Menurut Hilmi, apa yang dilakukan oleh Karen dalam melakukan aksi korporasi untuk Blok Basker Manta Gummy (BMG) tahun 2009 lalu adalah hal yang lumrah. Investasi senilai Rp568,06 miliar untuk akuisisi saham 10 persen dari blok tersebut kalaupun menguap tidak tepat apabila disebut sebagai kerugian negara.
“Dakwaan yang menjerat Karen untuk melakukan aksi korporasi demi mendorong industri migas nasional meningkat dianggap menjadi momok bagi pelaku industri migas,” imbuhnya.
Pasalnya, ungkap Hilmi, kehilangan sejumlah investasi yang besar pada industri hulu migas terutama saat eksplorasi adalah hal biasa. Di industri hulu migas memang sarat dengan risiko dan cost produksi yang besar. Sementara tidak ada jaminan akan mendapatkan hasil seperti yang diharapkan.
“Saya pikir ini (kasus Karen) bisa memberikan gelombang preseden buruk bagi industri hulu migas kalau keputusan aksi korporasi bisa berakhir di ranah pidana. Kecuali kalau itu ada conflict of interesting, itu hal yang lain.
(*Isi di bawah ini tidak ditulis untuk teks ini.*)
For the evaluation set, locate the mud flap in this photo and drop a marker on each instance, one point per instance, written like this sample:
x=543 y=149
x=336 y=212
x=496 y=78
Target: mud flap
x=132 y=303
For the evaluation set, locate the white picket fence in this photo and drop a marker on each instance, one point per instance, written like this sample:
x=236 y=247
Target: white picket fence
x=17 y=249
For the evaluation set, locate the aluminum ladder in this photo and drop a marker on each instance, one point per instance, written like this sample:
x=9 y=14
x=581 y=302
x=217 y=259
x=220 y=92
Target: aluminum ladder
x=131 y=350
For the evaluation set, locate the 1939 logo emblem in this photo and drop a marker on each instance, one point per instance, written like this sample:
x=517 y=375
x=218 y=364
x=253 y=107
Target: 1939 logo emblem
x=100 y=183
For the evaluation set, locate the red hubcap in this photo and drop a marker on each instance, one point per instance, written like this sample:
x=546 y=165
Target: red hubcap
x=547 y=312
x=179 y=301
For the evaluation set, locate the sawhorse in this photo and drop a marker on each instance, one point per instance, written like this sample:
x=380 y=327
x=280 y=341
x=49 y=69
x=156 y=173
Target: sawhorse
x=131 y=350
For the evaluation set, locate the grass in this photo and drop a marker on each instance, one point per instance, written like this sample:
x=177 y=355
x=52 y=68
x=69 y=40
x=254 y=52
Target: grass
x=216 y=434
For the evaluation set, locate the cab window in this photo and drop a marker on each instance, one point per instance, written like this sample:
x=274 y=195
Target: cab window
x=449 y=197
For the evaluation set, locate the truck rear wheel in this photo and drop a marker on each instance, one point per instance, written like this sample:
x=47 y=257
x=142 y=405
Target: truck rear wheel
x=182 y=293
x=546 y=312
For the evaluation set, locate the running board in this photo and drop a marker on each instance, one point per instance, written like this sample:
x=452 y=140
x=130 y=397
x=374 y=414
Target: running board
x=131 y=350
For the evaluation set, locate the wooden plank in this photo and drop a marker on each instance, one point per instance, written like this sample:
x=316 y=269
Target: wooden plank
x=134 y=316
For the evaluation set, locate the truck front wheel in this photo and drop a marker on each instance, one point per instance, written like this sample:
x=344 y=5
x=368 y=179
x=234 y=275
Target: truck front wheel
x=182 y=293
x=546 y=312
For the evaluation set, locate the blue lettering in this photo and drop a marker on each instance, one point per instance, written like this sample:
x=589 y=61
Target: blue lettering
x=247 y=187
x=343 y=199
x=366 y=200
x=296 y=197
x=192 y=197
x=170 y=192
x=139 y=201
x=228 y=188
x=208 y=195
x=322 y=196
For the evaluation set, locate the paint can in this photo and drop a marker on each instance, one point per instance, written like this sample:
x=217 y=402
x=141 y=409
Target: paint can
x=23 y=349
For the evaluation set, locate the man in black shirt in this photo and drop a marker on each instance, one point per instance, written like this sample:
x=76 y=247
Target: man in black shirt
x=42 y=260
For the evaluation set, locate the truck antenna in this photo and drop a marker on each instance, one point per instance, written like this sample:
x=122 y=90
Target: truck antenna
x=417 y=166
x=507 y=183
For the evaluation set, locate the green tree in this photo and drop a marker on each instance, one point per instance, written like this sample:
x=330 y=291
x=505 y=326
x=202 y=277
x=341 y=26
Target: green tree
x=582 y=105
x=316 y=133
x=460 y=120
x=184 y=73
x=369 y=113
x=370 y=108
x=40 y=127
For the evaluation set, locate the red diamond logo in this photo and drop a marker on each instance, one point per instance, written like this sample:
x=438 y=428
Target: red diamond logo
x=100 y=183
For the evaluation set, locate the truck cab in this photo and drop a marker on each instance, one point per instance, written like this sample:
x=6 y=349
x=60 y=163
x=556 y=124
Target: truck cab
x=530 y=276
Tapi selama keputusan diambil dengan good fact dan intensi yang baik untuk kepentingan perusahaan, jika gagal itu harusnya diterima,” tuturnya.
Hilmi menjelaskan, tidak berhasilnya Pertamina dalam mencapai target produksi pada Blok BMG ini bukanlah disengaja. Risiko dari bisnis hulu migas memang memiliki karakter yang tidak pasti meskipun sebelumnya telah dilakukan kajian yang mendalam baik dari sisi cadangan hingga ke asumsi produksi.
Dalam kasus Karen ini, tambah Hilmi, tidak melihat prosedur yang dilanggar sehingga tidak tepat apabila dipidanakan. Apabila hal ini berakhir dengan dakwaan, dirinya meyakini pelaku industri migas akan mulai berpikir-pikir lagi apabila akan melakukan aksi korporasi.
“Saya lihat apa yang terjadi di BMG ini pure risiko bisnis yang umum dihadapi korporasi. Jadi nggak ada korporasi yang sengaja produksi diturunkan, ini adalah risiko bisnis. Kalau mau lihat kerugian jangan hanya dari satu proyek di tahun itu saja, ada beberapa keberhasilan dan kegagalannya,” katanya.
Di kesempatan yang sama, Karen menegaskan bahwa, bisnis hulu migas Indonesia terancam mandeg apabila setiap kegagalan dalam produksi diakhiri dengan pemidanaan penanggung jawab proyek. Secara otomatis hal itu akan berpengaruh pada produksi dan ketahanan stok migas.
Pasalnya, menurut Karen, apabila tidak ada eksplorasi, dipastikan kebutuhan migas Indonesia akan bergantung pada produk impor. “Yang namanya bisnis hulu migas itu tidak ada yang bisa memastikan berhasil atau tidak. Ini penuh dengan risiko, kalau memang Pertamina tak boleh berisiko ya sudah Pertamina khusus untuk SPBU aja jualannya,” ujarnya.
Oleh sebab itu, Karen membantah keputusan untuk akuisisi blok BMG ini mengakibatkan kerugian negara. Pasalnya dalam track record keuangan Pertamina selama dia menjabat, justru laba Pertamina melesat tinggi. Untuk itu Karen berharap kasus yang dialaminya tidak menimpa pada direksi-direksi lain yang memang memiliki keseriusan untuk menumbuhkembangkan Pertamina.
“Kalau dibilang ada kerugian negara sejak kapan Pertamina akibatkan kerugian keuangan negara. Semenjak saya memimpin di tahun 2009, namanya laba itu meningkat dari USD1,6 miliar jadi USD3,2 miliar di tahun 2013, jadi di mana saya akibatkan kerugian negara,” tandasnya.